Doctors in the UK may be overtreating actinic keratoses that would likely never have caused problems, claims a new study. 

Patients with no history of skin cancer, have fewer than 10 lesions, and are not immunocompromised should not be immediately offered treatment, concluded a paper published this week, from researchers at the University of Michigan. 

Despite actinic keratoses being amongst the most common form of skin lesion, very few actually progress into cancer, they wrote.

Treatment, meanwhile, can cause debilitating side effects – including pain, blistering, pigment changes and scarring. 

Research shows that while common treatments such as cryotherapy and topical creams often result in the temporary clearance of actinic keratosis lesions, the recurrence rate is the same, one year later, as in those who received no treatment at all. 

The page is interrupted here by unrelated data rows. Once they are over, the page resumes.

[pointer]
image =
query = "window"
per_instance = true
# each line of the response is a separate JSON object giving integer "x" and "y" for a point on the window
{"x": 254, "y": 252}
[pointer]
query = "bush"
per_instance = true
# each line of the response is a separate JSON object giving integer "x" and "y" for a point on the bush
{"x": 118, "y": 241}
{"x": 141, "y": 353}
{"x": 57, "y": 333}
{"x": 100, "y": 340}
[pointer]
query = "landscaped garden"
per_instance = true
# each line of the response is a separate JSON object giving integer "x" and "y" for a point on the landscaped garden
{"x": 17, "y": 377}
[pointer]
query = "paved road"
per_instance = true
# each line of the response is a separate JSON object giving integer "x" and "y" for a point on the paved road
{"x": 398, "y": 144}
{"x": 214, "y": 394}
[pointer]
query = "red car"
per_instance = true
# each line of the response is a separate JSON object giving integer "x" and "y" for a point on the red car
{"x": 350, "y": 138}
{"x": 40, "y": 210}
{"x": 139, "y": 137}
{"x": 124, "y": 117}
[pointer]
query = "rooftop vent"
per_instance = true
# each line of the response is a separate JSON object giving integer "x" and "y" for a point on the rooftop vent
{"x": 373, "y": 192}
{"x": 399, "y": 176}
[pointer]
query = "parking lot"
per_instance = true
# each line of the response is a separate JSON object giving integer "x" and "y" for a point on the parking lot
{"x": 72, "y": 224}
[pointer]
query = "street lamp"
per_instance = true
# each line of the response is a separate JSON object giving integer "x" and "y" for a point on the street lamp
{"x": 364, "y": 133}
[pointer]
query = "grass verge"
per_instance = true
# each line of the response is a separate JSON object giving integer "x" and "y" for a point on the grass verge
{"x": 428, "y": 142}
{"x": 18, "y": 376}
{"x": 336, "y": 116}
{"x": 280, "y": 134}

Instead, the researchers noted, doctors may feel pressure to treat lesions due to fears that it will progress to cancer, as well as pressure from patients who find them unsightly.

In the US, where physicians may also have a financial incentive to treat the condition, treatment is even more likely to be offered, they explained.

 ‘These structural forces make treatment the path of least resistance, even when monitoring may offer equal or greater value,’ explained lead researcher Dr Bingjie Pecha. 

Instead, they concluded, active surveillance, rather than immediate treatment, should be the first port of call for patients with low-risk disease. 

‘This approach may reduce unnecessary intervention, preserve quality of life, and allow timely intervention if disease progresses,’ said Dr Pecha.